睡眠・覚醒サイクルの発達と成熟後の行動 自閉症児についての検討(原著論文)

Author:瀬川昌也(瀬川小児神経学クリニック), 加藤美雪, 加藤醇子, 他
Source:厚生省精神・神経疾患研究委託費研究報告書 高次脳機能の発達とその障害に関する基礎的並びに臨床的研究平成3年度 Page85-95(1992.03)

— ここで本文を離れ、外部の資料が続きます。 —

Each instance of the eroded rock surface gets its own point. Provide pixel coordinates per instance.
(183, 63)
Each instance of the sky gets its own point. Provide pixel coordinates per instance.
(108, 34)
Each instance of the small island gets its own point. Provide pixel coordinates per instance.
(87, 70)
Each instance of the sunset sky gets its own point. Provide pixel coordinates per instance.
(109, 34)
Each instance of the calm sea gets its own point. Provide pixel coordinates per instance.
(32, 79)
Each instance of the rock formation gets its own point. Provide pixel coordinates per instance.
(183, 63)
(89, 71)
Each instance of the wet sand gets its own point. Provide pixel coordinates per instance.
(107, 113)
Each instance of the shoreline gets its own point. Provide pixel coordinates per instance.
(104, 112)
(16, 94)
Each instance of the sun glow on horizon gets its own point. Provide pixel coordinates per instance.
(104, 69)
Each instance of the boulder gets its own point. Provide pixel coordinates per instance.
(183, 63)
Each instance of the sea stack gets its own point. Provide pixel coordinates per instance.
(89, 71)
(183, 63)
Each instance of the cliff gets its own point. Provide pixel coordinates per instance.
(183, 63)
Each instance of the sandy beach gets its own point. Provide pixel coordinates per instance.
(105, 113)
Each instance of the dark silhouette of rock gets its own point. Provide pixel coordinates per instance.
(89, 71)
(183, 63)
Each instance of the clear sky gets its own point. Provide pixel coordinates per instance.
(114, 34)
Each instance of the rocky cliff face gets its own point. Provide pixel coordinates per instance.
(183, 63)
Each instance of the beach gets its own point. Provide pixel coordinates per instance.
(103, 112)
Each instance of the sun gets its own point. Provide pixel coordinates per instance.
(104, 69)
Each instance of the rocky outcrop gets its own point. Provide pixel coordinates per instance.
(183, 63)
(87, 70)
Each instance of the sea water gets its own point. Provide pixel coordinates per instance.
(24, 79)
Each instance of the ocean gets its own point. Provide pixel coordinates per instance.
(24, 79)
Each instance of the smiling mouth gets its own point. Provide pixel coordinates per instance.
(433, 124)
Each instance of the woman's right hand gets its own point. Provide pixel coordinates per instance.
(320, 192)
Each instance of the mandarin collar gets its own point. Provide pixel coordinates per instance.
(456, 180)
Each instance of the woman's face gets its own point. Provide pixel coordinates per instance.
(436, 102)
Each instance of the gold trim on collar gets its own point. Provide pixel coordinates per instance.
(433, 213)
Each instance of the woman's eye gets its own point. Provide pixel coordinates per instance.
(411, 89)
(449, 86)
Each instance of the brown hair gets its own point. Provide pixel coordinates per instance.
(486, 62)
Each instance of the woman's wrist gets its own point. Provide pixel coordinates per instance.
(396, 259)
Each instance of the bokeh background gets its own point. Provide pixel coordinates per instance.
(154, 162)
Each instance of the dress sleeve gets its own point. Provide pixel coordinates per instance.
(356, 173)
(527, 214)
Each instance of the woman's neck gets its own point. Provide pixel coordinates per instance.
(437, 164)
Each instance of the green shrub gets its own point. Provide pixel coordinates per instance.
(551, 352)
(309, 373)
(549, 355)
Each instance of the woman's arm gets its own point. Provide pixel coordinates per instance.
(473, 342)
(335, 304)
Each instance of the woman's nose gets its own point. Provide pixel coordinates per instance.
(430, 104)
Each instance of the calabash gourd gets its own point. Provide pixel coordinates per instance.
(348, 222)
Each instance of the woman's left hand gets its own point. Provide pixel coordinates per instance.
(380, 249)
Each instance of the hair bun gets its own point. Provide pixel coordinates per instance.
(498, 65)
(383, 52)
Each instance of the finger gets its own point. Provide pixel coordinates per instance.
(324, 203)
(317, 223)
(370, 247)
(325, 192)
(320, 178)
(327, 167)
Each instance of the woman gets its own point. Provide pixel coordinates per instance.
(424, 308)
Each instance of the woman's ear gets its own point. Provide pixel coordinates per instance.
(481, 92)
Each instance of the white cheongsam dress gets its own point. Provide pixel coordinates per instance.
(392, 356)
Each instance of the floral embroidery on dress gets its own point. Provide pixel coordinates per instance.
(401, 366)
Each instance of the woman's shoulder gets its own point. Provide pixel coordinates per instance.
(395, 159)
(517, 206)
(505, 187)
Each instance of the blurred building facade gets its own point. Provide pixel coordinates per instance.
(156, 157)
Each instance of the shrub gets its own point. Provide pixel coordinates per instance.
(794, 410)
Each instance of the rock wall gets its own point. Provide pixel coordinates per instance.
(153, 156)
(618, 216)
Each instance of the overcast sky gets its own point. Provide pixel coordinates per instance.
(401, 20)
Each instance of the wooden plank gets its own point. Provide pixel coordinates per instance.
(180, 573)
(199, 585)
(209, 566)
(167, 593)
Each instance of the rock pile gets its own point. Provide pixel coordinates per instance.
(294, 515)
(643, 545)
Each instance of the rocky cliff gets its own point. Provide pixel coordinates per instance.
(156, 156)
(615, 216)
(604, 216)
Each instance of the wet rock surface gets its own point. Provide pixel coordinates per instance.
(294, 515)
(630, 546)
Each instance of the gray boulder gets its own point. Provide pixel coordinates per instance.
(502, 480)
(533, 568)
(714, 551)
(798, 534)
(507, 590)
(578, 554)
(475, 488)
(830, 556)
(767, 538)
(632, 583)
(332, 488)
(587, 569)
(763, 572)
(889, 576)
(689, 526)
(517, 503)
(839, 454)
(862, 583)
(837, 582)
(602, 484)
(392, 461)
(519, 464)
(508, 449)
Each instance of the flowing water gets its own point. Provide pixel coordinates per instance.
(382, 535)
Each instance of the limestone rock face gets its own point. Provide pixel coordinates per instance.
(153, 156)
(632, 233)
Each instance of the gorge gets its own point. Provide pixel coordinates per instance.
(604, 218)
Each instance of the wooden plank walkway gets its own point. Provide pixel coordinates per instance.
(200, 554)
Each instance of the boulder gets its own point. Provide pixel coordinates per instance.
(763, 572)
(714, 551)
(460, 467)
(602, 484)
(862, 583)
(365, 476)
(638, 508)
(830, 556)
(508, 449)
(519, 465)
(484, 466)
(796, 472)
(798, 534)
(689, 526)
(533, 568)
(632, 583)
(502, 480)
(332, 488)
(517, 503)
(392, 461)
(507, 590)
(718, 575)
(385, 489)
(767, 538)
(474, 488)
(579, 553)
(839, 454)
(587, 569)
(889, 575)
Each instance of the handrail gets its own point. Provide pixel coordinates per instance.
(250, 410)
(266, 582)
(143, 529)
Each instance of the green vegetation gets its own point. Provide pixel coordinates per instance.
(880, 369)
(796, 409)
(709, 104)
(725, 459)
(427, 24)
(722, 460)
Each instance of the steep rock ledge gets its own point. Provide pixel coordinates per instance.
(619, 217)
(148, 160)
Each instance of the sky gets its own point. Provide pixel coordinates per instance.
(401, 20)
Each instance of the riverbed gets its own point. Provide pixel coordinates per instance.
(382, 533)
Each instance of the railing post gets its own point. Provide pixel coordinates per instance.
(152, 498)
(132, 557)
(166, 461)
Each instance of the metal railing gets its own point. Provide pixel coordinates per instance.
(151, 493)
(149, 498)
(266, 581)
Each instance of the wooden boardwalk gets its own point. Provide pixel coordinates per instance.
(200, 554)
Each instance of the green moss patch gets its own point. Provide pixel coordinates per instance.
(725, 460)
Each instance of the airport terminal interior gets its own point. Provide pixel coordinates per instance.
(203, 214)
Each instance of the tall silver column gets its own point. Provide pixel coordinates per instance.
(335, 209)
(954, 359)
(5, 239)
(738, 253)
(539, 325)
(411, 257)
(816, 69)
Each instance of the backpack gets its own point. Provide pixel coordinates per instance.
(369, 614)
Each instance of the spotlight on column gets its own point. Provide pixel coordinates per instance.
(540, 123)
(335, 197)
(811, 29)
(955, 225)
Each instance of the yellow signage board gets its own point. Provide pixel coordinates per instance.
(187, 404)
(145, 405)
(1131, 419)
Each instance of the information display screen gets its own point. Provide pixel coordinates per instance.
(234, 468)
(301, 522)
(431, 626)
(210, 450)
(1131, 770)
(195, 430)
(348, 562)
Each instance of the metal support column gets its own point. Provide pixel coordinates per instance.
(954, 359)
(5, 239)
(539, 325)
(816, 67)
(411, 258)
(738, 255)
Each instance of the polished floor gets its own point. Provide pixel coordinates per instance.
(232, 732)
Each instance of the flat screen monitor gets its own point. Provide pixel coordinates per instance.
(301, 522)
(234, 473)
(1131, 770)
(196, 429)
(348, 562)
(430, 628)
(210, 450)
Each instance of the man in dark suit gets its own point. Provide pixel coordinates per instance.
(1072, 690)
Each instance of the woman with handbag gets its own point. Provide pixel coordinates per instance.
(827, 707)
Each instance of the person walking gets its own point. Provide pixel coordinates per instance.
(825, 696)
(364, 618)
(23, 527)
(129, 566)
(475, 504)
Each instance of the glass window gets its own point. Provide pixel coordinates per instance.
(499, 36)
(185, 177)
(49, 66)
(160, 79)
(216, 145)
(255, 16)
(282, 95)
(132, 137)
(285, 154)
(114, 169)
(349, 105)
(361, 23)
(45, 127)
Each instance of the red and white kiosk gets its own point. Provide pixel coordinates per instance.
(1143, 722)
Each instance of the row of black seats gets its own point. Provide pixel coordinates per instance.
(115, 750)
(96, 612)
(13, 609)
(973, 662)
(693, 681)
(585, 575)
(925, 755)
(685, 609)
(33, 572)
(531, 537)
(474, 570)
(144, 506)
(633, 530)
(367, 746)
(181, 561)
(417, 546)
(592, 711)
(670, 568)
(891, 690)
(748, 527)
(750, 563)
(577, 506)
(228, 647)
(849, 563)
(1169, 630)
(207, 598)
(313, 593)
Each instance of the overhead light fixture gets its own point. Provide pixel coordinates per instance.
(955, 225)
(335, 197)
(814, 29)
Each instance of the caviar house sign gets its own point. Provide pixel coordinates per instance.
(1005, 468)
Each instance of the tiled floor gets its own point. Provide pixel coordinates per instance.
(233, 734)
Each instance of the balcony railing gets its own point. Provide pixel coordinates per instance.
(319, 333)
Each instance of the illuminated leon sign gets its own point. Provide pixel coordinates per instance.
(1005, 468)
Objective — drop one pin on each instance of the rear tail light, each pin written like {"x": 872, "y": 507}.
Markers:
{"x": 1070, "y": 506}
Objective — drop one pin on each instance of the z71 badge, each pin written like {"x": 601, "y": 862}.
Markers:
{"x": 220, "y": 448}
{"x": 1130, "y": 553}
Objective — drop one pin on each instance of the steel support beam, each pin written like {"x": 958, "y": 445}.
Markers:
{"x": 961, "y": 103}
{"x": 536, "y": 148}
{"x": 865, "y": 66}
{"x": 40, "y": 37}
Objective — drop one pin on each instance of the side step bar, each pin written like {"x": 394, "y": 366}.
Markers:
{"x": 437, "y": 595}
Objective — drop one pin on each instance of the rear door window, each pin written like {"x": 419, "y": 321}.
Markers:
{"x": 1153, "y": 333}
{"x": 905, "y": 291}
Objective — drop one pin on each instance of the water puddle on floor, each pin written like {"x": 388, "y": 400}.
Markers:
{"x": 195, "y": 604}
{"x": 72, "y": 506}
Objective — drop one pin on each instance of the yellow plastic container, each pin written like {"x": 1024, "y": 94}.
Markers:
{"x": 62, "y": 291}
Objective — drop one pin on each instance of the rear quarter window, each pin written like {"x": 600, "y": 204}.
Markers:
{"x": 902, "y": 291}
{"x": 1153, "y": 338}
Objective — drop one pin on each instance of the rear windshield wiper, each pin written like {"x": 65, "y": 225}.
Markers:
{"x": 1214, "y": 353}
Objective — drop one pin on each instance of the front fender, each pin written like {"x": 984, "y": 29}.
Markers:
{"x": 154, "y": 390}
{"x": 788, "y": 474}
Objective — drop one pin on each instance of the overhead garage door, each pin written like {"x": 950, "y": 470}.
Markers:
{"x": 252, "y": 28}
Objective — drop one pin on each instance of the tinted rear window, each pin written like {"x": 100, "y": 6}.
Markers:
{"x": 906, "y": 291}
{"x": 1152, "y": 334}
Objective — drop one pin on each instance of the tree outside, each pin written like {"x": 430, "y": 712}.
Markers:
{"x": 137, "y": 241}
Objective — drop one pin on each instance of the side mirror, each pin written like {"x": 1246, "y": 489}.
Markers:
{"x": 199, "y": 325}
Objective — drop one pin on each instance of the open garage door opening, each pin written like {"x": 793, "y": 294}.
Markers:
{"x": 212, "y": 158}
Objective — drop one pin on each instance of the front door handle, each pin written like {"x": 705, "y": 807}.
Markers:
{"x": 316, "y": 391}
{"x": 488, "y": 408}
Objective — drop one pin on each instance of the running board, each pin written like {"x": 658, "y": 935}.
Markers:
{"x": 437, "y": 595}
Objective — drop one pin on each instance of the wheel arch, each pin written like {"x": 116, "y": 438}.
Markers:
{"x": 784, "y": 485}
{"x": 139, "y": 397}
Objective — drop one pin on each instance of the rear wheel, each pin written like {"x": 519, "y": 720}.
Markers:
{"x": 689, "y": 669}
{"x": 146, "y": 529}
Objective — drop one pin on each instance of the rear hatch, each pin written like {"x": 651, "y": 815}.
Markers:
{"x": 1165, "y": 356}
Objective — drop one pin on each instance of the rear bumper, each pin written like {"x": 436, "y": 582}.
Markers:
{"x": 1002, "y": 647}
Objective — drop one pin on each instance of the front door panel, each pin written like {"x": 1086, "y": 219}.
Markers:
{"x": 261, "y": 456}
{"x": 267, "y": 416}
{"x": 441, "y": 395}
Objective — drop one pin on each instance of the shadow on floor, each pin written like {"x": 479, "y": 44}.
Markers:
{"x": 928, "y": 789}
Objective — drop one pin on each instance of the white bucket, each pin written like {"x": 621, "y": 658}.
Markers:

Abstract:経時的に経過を観察し得た27名の自閉症児の検索から,睡眠・覚醒リズムの改善した年齢と利き手決定及び反響言語以外の有意味語二語を発した年齢とよく相関し,また,それは新しい環境への順応障害,社会性の欠如,同一性の保持,多動及びパニック等自閉症症状の改善や,階段の交互降りが可能となる等,運動機能異常の改善に先行した.有意味語発語には右利きとなることが強く相関していたが,IQ又はDQの改善には,睡眠・覚醒リズムが利き手決定に先行して改善することが相関していた.乳児期早期に睡眠・覚醒リズム障害を呈した3例の検討から,乳児期早期の睡眠・覚醒リズムの障害が,後の行動及び知能の発達に異常をもたらすこと,また,そのリズム障害を早期に矯正することにより,異常行動の出現が予防される可能性が示唆された.さらに,自閉症とRett症候群の対比から,睡眠・覚醒リズム障害の矯正と,それによる異常行動の改善が可能となるためには,少なくとも青斑核と,淡蒼球-視床-皮質路が機能的に保たれている必要があることが予想された

自閉症睡眠障害改善は言語発達と相関し、その後の運動機能・知的機能改善とも関連していた。